Jubiabá
- First edition
- Author: Jorge Amado
- Original title: Jubiabá
- Translator: Margaret A. Neves
- Language: Portuguese
- Publisher: José Olympio Editora
- Publication date: 1935
- Publication place: Brazil
- Published in English: 1989

= Jubiabá =

1935 novel by Jorge Amado

Jubiabá (/pt/) is a Brazilian modernist novel written by Jorge Amado in 1935. It earned Amado an international reputation, being hailed by Albert Camus as “a magnificent and haunting” book.

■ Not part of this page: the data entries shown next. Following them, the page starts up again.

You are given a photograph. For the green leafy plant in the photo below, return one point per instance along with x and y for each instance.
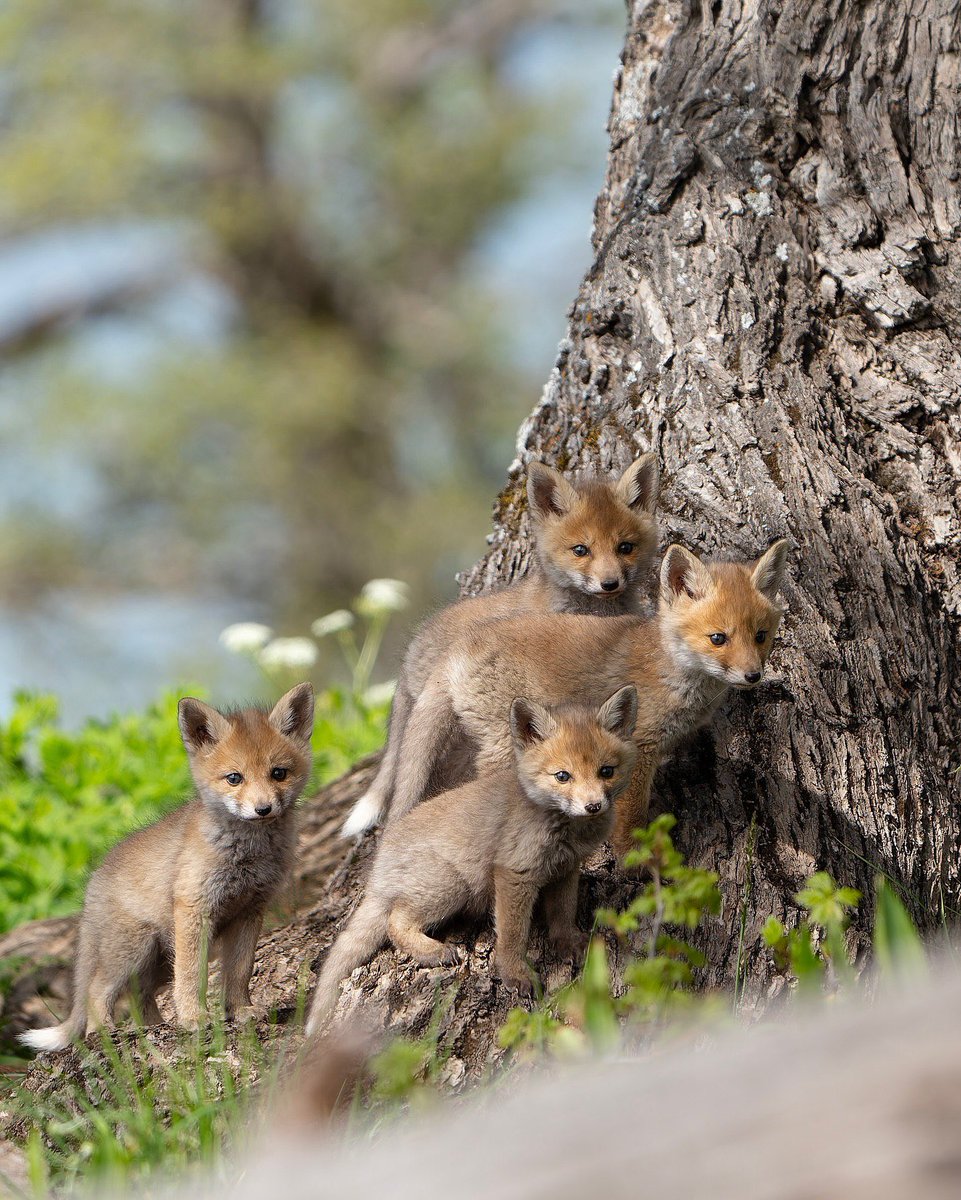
(590, 1012)
(899, 949)
(817, 942)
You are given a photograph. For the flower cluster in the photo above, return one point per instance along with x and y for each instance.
(281, 657)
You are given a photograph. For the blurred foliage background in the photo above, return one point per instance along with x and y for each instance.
(278, 280)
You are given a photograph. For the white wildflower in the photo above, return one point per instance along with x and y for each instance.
(246, 637)
(380, 693)
(334, 623)
(382, 597)
(294, 653)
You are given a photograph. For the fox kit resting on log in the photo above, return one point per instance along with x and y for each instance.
(498, 839)
(714, 629)
(206, 869)
(594, 545)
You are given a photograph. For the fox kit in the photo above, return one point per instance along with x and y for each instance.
(714, 629)
(209, 868)
(498, 840)
(594, 545)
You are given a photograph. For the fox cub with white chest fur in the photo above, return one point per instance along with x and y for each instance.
(499, 841)
(205, 870)
(594, 546)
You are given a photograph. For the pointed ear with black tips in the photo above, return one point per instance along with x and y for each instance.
(548, 493)
(200, 726)
(683, 574)
(618, 713)
(641, 484)
(769, 570)
(293, 713)
(530, 723)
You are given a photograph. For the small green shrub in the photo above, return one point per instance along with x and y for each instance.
(590, 1013)
(817, 942)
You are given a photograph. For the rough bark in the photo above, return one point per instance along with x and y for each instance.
(773, 307)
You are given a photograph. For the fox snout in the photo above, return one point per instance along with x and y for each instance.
(593, 805)
(607, 579)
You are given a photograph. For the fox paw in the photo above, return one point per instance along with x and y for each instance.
(571, 947)
(517, 979)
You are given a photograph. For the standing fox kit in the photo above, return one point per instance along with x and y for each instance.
(594, 544)
(498, 840)
(205, 870)
(714, 630)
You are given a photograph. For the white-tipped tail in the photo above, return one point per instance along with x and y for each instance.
(54, 1037)
(364, 816)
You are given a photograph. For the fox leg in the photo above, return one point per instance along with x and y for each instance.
(631, 807)
(404, 930)
(155, 973)
(514, 909)
(238, 948)
(560, 910)
(188, 935)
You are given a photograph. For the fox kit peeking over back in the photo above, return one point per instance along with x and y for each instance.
(594, 546)
(205, 870)
(714, 630)
(498, 840)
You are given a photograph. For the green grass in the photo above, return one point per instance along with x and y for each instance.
(133, 1111)
(67, 797)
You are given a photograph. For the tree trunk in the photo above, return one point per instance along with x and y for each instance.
(773, 307)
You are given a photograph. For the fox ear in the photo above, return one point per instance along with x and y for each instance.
(530, 723)
(200, 726)
(618, 713)
(683, 574)
(548, 493)
(641, 484)
(293, 713)
(769, 570)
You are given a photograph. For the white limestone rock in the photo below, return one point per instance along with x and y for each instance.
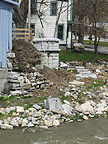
(14, 123)
(56, 123)
(30, 124)
(77, 83)
(67, 109)
(66, 102)
(67, 94)
(36, 106)
(85, 117)
(6, 127)
(85, 107)
(19, 109)
(48, 123)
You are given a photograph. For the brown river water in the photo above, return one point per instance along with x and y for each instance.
(93, 131)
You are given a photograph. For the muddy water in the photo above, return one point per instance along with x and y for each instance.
(87, 132)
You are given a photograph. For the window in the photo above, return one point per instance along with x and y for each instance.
(33, 6)
(32, 25)
(60, 32)
(53, 8)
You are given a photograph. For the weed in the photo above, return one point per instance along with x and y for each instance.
(57, 74)
(94, 86)
(25, 97)
(102, 115)
(11, 112)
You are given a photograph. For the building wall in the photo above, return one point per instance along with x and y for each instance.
(49, 22)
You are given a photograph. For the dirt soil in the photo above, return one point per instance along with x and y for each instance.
(26, 54)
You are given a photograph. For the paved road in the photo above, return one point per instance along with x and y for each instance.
(103, 50)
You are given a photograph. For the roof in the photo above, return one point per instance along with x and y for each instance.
(11, 2)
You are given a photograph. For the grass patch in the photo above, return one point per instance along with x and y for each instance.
(94, 86)
(84, 56)
(101, 43)
(2, 98)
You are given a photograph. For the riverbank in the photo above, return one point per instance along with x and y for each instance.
(43, 98)
(86, 96)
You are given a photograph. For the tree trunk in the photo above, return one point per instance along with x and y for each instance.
(57, 20)
(81, 36)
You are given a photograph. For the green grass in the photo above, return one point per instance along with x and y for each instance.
(84, 56)
(101, 43)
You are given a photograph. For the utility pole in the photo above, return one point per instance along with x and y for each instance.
(71, 20)
(29, 13)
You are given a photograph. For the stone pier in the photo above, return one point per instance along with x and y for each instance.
(3, 79)
(50, 51)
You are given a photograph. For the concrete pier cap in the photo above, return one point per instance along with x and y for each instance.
(50, 51)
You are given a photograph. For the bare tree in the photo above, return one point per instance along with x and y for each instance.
(98, 16)
(20, 13)
(96, 11)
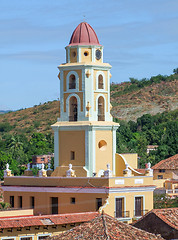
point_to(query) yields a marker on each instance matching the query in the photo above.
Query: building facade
(88, 173)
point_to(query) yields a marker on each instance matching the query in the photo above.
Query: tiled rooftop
(44, 220)
(168, 215)
(169, 163)
(105, 227)
(140, 170)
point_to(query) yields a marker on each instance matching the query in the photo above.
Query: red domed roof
(84, 35)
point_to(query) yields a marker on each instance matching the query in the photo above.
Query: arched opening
(73, 110)
(100, 82)
(101, 114)
(72, 82)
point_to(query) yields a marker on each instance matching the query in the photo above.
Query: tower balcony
(73, 118)
(101, 117)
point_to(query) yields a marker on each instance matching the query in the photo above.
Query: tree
(175, 71)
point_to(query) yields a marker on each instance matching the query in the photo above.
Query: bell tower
(84, 135)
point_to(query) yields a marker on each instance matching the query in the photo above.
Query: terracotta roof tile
(105, 227)
(169, 163)
(140, 170)
(27, 221)
(168, 215)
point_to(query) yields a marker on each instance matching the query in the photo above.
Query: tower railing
(73, 118)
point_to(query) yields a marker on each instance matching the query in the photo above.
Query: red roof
(27, 221)
(167, 215)
(84, 35)
(105, 227)
(169, 163)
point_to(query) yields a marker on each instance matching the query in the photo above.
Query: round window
(102, 145)
(86, 54)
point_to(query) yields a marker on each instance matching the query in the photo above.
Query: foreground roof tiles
(169, 163)
(106, 228)
(27, 221)
(167, 215)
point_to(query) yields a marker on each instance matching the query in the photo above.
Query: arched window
(73, 110)
(101, 114)
(100, 82)
(72, 81)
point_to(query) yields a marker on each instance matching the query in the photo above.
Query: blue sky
(140, 40)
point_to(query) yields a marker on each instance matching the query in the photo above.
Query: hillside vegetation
(27, 132)
(132, 99)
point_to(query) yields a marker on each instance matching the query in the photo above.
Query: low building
(166, 169)
(27, 227)
(171, 187)
(151, 148)
(160, 221)
(38, 160)
(104, 227)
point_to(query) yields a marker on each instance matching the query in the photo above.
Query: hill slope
(130, 100)
(155, 98)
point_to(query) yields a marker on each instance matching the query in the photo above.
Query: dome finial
(84, 35)
(84, 18)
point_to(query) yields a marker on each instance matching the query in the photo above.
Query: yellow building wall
(84, 202)
(95, 80)
(129, 202)
(73, 58)
(167, 174)
(80, 96)
(79, 72)
(103, 156)
(120, 165)
(106, 103)
(159, 182)
(87, 58)
(71, 141)
(131, 159)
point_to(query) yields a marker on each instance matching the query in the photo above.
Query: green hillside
(147, 111)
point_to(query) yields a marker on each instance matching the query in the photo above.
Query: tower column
(56, 146)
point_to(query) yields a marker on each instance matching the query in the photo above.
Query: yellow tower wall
(103, 156)
(72, 141)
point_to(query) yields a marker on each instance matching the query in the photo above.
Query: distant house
(171, 187)
(104, 227)
(151, 148)
(160, 221)
(166, 169)
(37, 160)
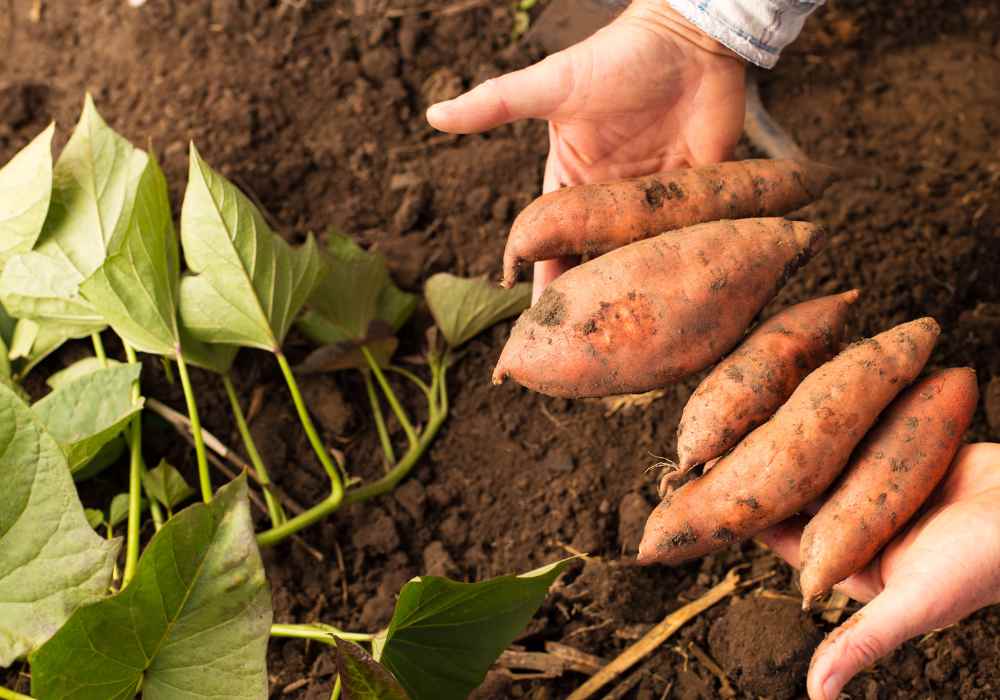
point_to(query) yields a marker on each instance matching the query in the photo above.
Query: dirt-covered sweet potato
(790, 460)
(653, 312)
(889, 477)
(749, 385)
(596, 218)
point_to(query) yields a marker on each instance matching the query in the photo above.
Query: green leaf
(51, 561)
(80, 368)
(464, 307)
(248, 284)
(362, 677)
(166, 485)
(192, 624)
(25, 193)
(445, 635)
(136, 288)
(90, 411)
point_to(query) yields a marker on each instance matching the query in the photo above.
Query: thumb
(533, 92)
(871, 633)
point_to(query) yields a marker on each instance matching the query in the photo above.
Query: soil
(317, 112)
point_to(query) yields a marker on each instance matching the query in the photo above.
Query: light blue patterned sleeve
(755, 29)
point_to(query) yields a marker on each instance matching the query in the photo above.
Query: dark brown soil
(318, 113)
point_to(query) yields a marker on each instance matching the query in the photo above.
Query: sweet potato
(790, 460)
(889, 477)
(648, 314)
(747, 387)
(597, 218)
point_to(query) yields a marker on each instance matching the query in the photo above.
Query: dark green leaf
(192, 624)
(445, 635)
(51, 561)
(247, 284)
(90, 411)
(166, 485)
(362, 677)
(464, 307)
(25, 192)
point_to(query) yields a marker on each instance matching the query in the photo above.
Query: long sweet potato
(889, 477)
(597, 218)
(648, 314)
(790, 460)
(747, 387)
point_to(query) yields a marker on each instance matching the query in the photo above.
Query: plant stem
(134, 483)
(336, 485)
(99, 349)
(390, 396)
(319, 632)
(199, 440)
(383, 433)
(274, 509)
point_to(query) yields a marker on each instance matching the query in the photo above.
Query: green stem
(134, 483)
(319, 632)
(390, 396)
(336, 485)
(99, 349)
(274, 509)
(199, 440)
(383, 432)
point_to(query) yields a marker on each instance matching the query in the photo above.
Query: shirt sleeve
(757, 30)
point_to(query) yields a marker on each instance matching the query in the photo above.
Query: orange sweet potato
(648, 314)
(889, 477)
(597, 218)
(747, 387)
(790, 460)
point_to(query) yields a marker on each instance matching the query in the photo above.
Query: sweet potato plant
(88, 246)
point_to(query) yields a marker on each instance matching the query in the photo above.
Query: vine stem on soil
(336, 485)
(204, 477)
(274, 509)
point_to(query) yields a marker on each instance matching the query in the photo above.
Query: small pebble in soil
(764, 645)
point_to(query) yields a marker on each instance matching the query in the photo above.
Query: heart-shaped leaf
(90, 411)
(51, 561)
(25, 192)
(247, 284)
(464, 307)
(362, 677)
(166, 485)
(445, 635)
(192, 624)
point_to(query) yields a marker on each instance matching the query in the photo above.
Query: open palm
(943, 567)
(647, 93)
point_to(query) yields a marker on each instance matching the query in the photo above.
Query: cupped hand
(649, 92)
(941, 568)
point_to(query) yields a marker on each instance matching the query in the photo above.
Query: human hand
(941, 568)
(649, 92)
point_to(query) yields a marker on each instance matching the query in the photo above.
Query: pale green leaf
(51, 561)
(445, 635)
(82, 367)
(362, 677)
(247, 284)
(166, 485)
(464, 307)
(25, 192)
(90, 411)
(136, 287)
(192, 624)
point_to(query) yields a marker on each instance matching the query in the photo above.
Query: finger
(533, 92)
(887, 621)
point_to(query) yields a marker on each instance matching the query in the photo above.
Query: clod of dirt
(633, 510)
(991, 401)
(764, 645)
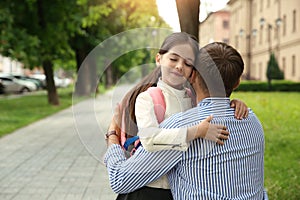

Begun in 1934 in Conceição da Feira in Bahia, when Jorge Amado was 22, Jubiabá was completed in Rio de Janeiro the following year. Some of the characters of his later works make their first appearance here, such as the sailors Guma and Master Manuel, from Sea of Death, while Tent of Miracles published in 1969, reworked various themes from Jubiabá.

==Plot==
The novel tells the story of the friendship between a poor black youngster from Salvador de Bahia, Antonio Balduino, and a candomblé priest - Pai de Santo -, Jubiabá. After the death of his insane aunt when he was a boy, Balduino is sent to work in a rich white family. However, he has to escape when he is unjustly accused of violence towards Lindinalva, the beautiful daughter of his hosts. Balduino thenceforth spends the rest of his youth in freedom as a member of a gang of street kids, which anticipates Amado's later novel Captains of the Sands. Subsequently, he becomes a successful boxer but, depressed after his first defeat, he leaves Salvador and starts to work on a tobacco plantation, only to be forced to flee again when he almost murders a fellow worker. On his return to Salvador, he surprisingly meets Lindinalva, who, following the bankruptcy of her father, is now a prostitute. On her death bed she entrusts her son to him. Balduino is then employed as a port worker. His involvement in a general strike causes conflict with his old friend Jubiabá, who he considers insufficiently supportive of the strike.

==Themes==
Jubiabá examines the African-Brazilian culture of the state of Bahia, with much emphasis on candomblé and macumba. It continues the theme of development of political consciousness among the working class from Amado's earlier novels Cacau and Sweat. As with these, however, the political tension tends to be diluted by the sentimental way in which the poor are described.

==Legacy==
Jubiabá was the basis for the 1986 motion picture of the same name, Jubiabá, written and directed by Nelson Pereira dos Santos. In addition to the film, it was made into a radio soap opera in the 1940s, and there were various theatre adaptations in the 1960s and 1970s. The story also appeared in comic book format.